Curing Alzheimer’s by 2020-TEDMED and Sandra Day O’Connor

Posted October 29, 2010

Ending the disease by 2020 is a hot topic. The ambitious goal was the focus of Henry McCance and Rudy Tanzi’s TEDMED talk yesterday and was a key point in Sandra Day O’Connor’s excellent op-ed in the New York Times from earlier in the week.

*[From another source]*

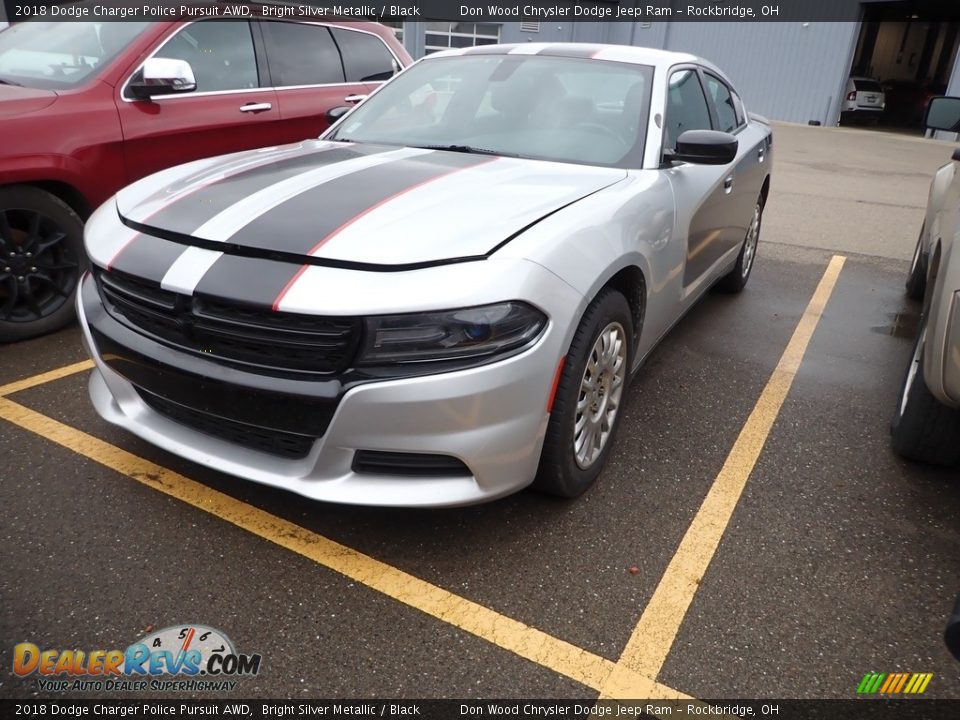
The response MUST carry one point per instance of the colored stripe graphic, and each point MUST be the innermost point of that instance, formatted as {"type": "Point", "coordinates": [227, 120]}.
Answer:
{"type": "Point", "coordinates": [894, 683]}
{"type": "Point", "coordinates": [405, 178]}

CNN.com featured a summary of the Tanzi/McCance TEDMED talk:

Dr. Rudolph Tanzi of the Cure Alzheimer’s Fund laid out an ambitious goal of finding a cure for the illness by the year 2020. Tanzi and venture capitalist Henry McCance, who helped found the fund in 2004, described the partnership that led to the identification of new genes that seem to play a role in Alzheimer’s disease, genes that are potential targets for new drug therapies.

Read more about TEDMED>

We highly recommend reading The Age of Alzheimer’s by Sandra Day O’Connor, Stanley Prusiner and Ken Dychtwald published on Oct. 27, 2010. Just to give you a glimpse of the important message, here’s how the piece starts:

OUR government is ignoring what is likely to become the single greatest threat to the health of Americans: Alzheimer’s disease, an illness that is 100 percent incurable and 100 percent fatal. It attacks rich and poor, white-collar and blue, and women and men, without regard to party. A degenerative disease, it steadily robs its victims of memory, judgment and dignity, leaves them unable to care for themselves and destroys their brain and their identity — often depleting their caregivers and families both emotionally and financially.

Starting on Jan. 1, our 79-million-strong baby boom generation will be turning 65 at the rate of one every eight seconds. That means more than 10,000 people per day, or more than four million per year, for the next 19 years facing an increased risk of Alzheimer’s.